Parker Richards, “The People v. the U.S. Senate,” The Atlantic:

“Indeed, when Americans last voted for their senators (over a period of six years), Democrats won the popular vote by more than 8 percent. It’s that disproportionality—and the reality that a majority of the country’s population is represented by just 18 senators—that is driving concerns about the Senate’s ability to function as a representative body in a changing America.”

Jennifer Victor, “Lisa Murkowski’s unusual vote on Kavanaugh, explained,” Vox:

“Murkowski used a procedure that used to be more common in the Senate called “pairing.” Pairing occurs when two senators make an agreement to allow their votes to cancel each other out.”

Greg Weiner, “Avoiding the Next 50-48 Vote: Disempower the Court,” Law and Liberty:

“There is no answer but to return to Publius’ regime, one in which Congress makes law, the President executes it and the courts apply it to specific cases. Self-government supplies an adequate normative basis for such a return, but there are others.”

Nolan D. McCaskill annd John Bresnahan, “Hoyer eyes majority leader post in next Congress,” Politico:

“Hoyer — who came to Congress when Ronald Reagan was a brand-new president — is hoping that Democrats win on election night and return him to the No. 2 House job, a post he last held eight years ago.”

Lindsey McPherson, “Progressive Caucus Launches Center for Policy Development, Outreach,” Roll Call:

“The Congressional Progressive Caucus on Tuesday announced the launch of a center that will coordinate progressive policy development, messaging and outreach inside and outside Congress.”

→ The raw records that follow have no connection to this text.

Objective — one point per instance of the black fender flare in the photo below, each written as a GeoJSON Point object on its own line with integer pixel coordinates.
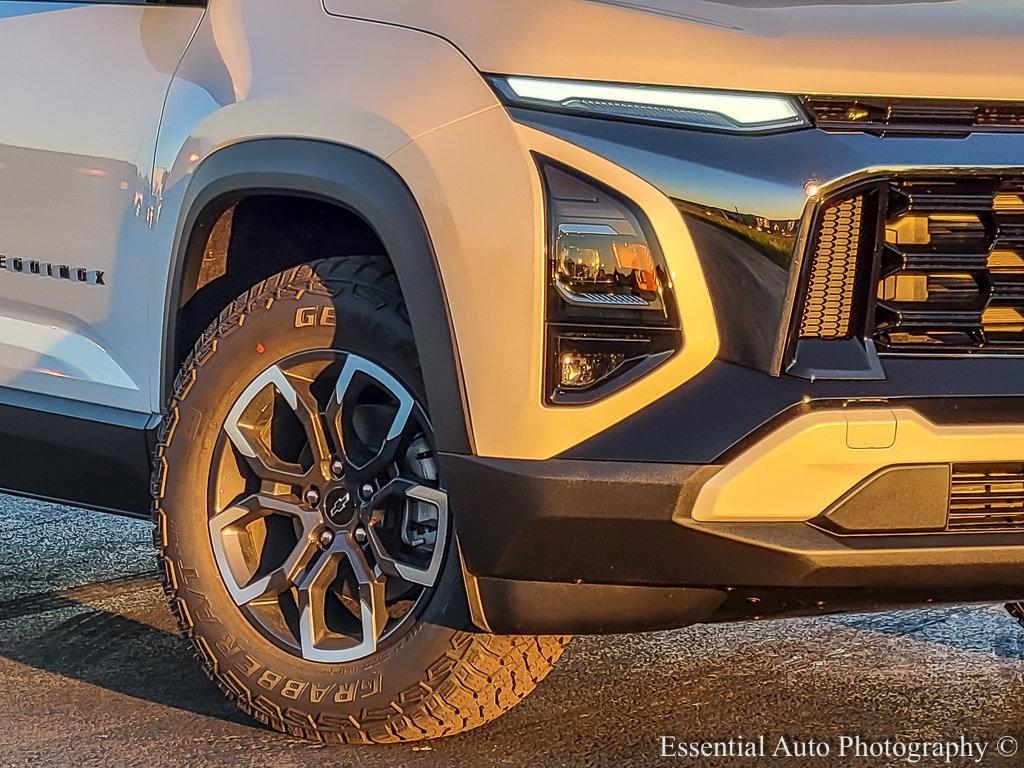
{"type": "Point", "coordinates": [370, 188]}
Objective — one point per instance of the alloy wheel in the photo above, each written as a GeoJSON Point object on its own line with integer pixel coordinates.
{"type": "Point", "coordinates": [328, 522]}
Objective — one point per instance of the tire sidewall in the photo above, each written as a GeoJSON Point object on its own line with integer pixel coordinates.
{"type": "Point", "coordinates": [274, 684]}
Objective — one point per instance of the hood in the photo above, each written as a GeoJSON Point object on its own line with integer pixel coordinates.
{"type": "Point", "coordinates": [914, 48]}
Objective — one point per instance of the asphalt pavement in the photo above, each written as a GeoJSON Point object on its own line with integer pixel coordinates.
{"type": "Point", "coordinates": [93, 674]}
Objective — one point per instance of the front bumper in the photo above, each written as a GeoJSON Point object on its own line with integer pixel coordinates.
{"type": "Point", "coordinates": [593, 547]}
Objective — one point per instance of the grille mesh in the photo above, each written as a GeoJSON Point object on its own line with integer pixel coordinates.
{"type": "Point", "coordinates": [832, 281]}
{"type": "Point", "coordinates": [986, 497]}
{"type": "Point", "coordinates": [912, 116]}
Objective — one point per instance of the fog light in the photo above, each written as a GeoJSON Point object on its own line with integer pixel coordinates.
{"type": "Point", "coordinates": [586, 366]}
{"type": "Point", "coordinates": [605, 264]}
{"type": "Point", "coordinates": [581, 371]}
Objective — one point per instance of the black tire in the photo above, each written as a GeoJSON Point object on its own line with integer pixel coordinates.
{"type": "Point", "coordinates": [435, 679]}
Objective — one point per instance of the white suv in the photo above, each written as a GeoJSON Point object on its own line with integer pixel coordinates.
{"type": "Point", "coordinates": [453, 328]}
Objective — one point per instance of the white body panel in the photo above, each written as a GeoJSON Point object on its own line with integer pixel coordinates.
{"type": "Point", "coordinates": [81, 90]}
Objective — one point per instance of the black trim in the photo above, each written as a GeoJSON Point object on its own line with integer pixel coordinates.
{"type": "Point", "coordinates": [369, 187]}
{"type": "Point", "coordinates": [727, 407]}
{"type": "Point", "coordinates": [565, 546]}
{"type": "Point", "coordinates": [60, 452]}
{"type": "Point", "coordinates": [912, 498]}
{"type": "Point", "coordinates": [514, 607]}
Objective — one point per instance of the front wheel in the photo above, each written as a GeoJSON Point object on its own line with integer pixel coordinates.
{"type": "Point", "coordinates": [307, 543]}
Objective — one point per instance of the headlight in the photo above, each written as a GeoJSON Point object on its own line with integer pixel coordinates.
{"type": "Point", "coordinates": [611, 315]}
{"type": "Point", "coordinates": [721, 111]}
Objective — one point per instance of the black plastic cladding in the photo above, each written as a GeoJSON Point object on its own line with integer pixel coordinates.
{"type": "Point", "coordinates": [370, 188]}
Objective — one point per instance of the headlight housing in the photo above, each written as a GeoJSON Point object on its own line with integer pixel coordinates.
{"type": "Point", "coordinates": [707, 110]}
{"type": "Point", "coordinates": [611, 315]}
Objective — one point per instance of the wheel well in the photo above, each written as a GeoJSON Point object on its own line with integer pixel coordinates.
{"type": "Point", "coordinates": [239, 241]}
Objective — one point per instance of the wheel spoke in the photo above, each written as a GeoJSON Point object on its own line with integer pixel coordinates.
{"type": "Point", "coordinates": [318, 642]}
{"type": "Point", "coordinates": [248, 427]}
{"type": "Point", "coordinates": [228, 531]}
{"type": "Point", "coordinates": [394, 560]}
{"type": "Point", "coordinates": [312, 422]}
{"type": "Point", "coordinates": [361, 460]}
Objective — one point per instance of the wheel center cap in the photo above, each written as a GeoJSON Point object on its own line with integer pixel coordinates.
{"type": "Point", "coordinates": [340, 507]}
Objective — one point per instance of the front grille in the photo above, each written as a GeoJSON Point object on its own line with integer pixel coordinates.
{"type": "Point", "coordinates": [833, 271]}
{"type": "Point", "coordinates": [951, 272]}
{"type": "Point", "coordinates": [986, 497]}
{"type": "Point", "coordinates": [914, 116]}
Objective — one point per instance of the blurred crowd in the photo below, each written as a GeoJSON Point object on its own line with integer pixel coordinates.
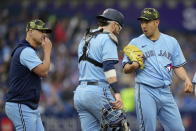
{"type": "Point", "coordinates": [68, 29]}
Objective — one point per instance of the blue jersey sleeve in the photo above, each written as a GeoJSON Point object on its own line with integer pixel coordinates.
{"type": "Point", "coordinates": [29, 58]}
{"type": "Point", "coordinates": [178, 57]}
{"type": "Point", "coordinates": [194, 78]}
{"type": "Point", "coordinates": [109, 50]}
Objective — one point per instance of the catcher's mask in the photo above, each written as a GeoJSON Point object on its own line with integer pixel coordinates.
{"type": "Point", "coordinates": [113, 119]}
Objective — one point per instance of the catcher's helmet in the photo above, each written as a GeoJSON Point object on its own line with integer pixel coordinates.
{"type": "Point", "coordinates": [112, 14]}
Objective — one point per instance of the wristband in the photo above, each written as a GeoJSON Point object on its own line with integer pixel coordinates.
{"type": "Point", "coordinates": [115, 87]}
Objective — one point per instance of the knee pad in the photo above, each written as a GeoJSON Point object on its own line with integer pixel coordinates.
{"type": "Point", "coordinates": [113, 119]}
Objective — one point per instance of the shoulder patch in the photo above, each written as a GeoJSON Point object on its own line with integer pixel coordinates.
{"type": "Point", "coordinates": [113, 38]}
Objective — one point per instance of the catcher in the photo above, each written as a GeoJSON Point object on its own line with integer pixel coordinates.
{"type": "Point", "coordinates": [98, 54]}
{"type": "Point", "coordinates": [163, 55]}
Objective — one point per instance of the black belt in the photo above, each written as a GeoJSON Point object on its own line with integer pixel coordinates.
{"type": "Point", "coordinates": [89, 82]}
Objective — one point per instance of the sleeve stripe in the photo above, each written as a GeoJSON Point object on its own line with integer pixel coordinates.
{"type": "Point", "coordinates": [111, 59]}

Matt Glassman, “FIVE POINTS: The Kavanaugh Circus was Democracy in Action,” Five Points:

“I have a handful of Kavanaugh denouement  #hottakes. First, and perhaps most importantly, I don’t think the Senate confirmation process is at all “broken.” I’m honestly not even sure what that term is supposed to mean. As I wrote on Twitter last week, people kept describing the Kavanuagh confirmation as a “circus,” but all I saw was democratic politics in action.”

Elise Viebeck and Gabriel Pogrund, “Amid Kavanaugh uproar, changes to Congress’s sexual harassment rules stall,” Washington Post:

“Long before Congress was consumed by the wrenching fight over sexual assault allegations against Brett M. Kavanaugh, lawmakers had promised to make the process fairer for those who accuse lawmakers or staffers of sexual misconduct. But nearly a year after the #MeToo era began, lawmakers have failed to deliver on that pledge — and it is not clear when they will.”

Alex Gangitano, “There’s Life Beyond the Hill but When Do You Explore It?,” Roll Call:

“Moving on is something that’s never far from the minds of Capitol Hill staffers, as they seek ways to parlay years of government experience into a higher-paying K Street job with more flexible work hours. But picking the right moment to leave can be tricky.”